Soy el biógrafo del más grande escritor desconocido de todos los tiempos en lengua española. Sí, ni más ni menos. Pero vamos por partes, que no juego a las hipérboles. El título del personaje puede parecer rimbombante o, cuando menos, exagerado.
Pero no lo es. ¿Cómo llamaría usted a un escritor que haya vendido más de ochenta millones de libros en nueve años bajo distintos pseudónimos?
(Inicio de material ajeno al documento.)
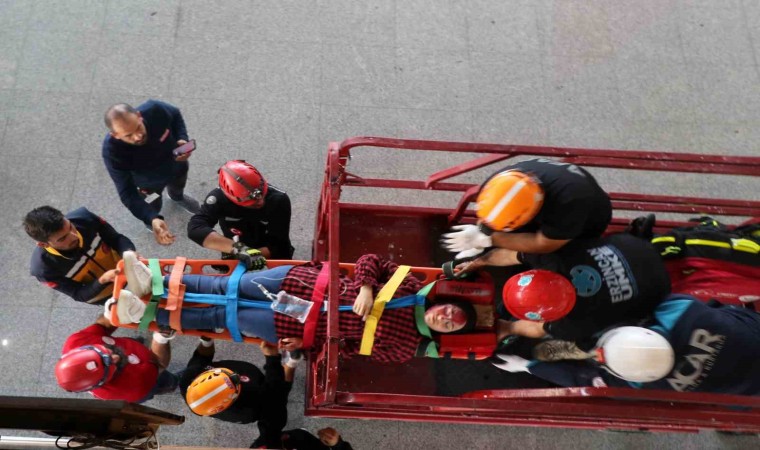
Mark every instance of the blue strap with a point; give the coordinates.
(233, 283)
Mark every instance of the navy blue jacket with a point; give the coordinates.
(76, 272)
(147, 166)
(716, 350)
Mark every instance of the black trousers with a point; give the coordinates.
(175, 188)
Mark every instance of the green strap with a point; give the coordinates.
(157, 278)
(432, 350)
(419, 315)
(157, 289)
(150, 314)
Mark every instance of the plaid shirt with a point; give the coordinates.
(396, 338)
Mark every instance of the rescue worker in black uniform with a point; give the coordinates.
(614, 279)
(76, 254)
(245, 205)
(688, 346)
(534, 206)
(238, 392)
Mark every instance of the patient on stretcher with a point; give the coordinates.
(398, 332)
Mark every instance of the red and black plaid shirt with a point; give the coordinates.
(396, 338)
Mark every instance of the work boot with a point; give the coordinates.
(557, 350)
(129, 307)
(139, 279)
(188, 203)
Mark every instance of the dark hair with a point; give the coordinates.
(117, 112)
(41, 222)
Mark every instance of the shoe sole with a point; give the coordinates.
(122, 307)
(130, 268)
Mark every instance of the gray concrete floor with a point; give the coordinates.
(273, 81)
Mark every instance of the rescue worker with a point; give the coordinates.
(246, 206)
(115, 368)
(238, 392)
(76, 254)
(689, 347)
(396, 338)
(326, 439)
(612, 279)
(534, 206)
(138, 154)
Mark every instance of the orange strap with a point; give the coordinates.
(176, 294)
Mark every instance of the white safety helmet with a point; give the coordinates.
(635, 354)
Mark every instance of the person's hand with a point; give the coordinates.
(469, 266)
(268, 349)
(251, 257)
(512, 363)
(185, 156)
(329, 436)
(466, 240)
(109, 276)
(161, 232)
(503, 329)
(290, 344)
(364, 301)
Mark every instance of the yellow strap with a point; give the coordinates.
(707, 242)
(745, 245)
(385, 294)
(55, 252)
(742, 245)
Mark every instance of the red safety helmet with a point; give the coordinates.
(539, 295)
(85, 368)
(242, 183)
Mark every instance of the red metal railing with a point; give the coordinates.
(576, 407)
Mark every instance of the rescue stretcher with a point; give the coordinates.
(438, 390)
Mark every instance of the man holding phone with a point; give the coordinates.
(145, 151)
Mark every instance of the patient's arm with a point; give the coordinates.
(495, 257)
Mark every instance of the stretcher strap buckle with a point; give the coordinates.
(157, 290)
(233, 283)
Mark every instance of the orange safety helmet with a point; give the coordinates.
(539, 295)
(213, 391)
(242, 183)
(509, 200)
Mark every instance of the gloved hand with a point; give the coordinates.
(512, 363)
(292, 359)
(251, 257)
(467, 240)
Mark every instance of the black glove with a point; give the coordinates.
(251, 257)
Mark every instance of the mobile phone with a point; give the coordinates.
(185, 148)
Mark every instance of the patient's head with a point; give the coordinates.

Yendo más allá: lo hizo sin una aparición en público, sin autógrafos, sin acudir a editoriales y sin anunciarse al peor estilo de los egos ciegos: "Compre el nuevo thriller del autor de 'Crónicas Alteradas'". No, nada de eso.
No lo necesitó.
Julián Rodríguez Madrid escribió cuarenta y una obras literarias, entre novelas y poemarios, usando otros tantos pseudónimos.
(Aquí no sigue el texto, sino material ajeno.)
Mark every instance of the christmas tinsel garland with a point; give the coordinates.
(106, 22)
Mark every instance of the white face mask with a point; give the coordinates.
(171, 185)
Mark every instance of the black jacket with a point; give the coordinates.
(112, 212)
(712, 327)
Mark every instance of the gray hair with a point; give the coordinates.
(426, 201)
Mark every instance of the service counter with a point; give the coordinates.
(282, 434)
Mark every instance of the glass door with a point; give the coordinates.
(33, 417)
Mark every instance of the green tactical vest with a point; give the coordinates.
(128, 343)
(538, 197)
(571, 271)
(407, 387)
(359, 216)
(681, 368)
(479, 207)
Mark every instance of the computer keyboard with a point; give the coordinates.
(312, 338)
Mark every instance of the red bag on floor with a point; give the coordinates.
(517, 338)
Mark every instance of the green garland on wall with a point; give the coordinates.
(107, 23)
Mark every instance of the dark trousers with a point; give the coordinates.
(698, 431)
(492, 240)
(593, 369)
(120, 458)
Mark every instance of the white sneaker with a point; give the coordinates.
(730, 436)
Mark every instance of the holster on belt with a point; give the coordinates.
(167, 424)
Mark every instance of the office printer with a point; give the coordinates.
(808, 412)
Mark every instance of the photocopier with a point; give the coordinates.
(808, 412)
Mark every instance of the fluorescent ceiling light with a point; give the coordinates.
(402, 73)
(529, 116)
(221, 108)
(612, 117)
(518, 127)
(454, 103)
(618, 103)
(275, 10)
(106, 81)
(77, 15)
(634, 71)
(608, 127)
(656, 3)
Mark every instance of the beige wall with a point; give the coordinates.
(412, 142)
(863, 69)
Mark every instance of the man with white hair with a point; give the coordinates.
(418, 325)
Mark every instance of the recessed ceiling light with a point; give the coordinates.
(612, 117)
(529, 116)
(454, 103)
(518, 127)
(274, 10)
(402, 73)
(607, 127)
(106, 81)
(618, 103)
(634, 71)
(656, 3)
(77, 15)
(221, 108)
Llevo la mitad de mi vida siguiéndole la pista, atando cabos, comprendiéndolo, aprendiendo su metalenguaje y su filosofía de vida. Jamás usó una palabra de más, jamás una de menos. Fue un escritor quirúrgico y aséptico. Tengo la recopilación de todas sus obras, comentadas por mí, por supuesto; y además comentada por todos los literatos "educados" que analizaron su obra por separado, sin saber quién era el espíritu tras los nombres de mampostería.
Pero yo sí que lo sé.
Este hombre fuera de lo común, que estudió las letras viviendo sumergido en ellas, sin nunca contaminarse con la opinión de profesionales en el arte de agradar al cliente y no de ser instrumento de la palabra, me ha dejado, sin embargo, con una obra póstuma que viene a ser - y aquí, en el colmo de la sinrazón, he apoyado mi opinión en las bases robustas e inútiles de los más grandes escritores de la nación, quienes están atónitos con el manuscrito, y han estudiado hasta el cansancio la obra, la cual me obliga a converger con ellos, en que representa lo más puro de las letras castellanas y de cualquier idioma - la más ardua empresa que pueda tocarle a un hagiógrafo de las letras.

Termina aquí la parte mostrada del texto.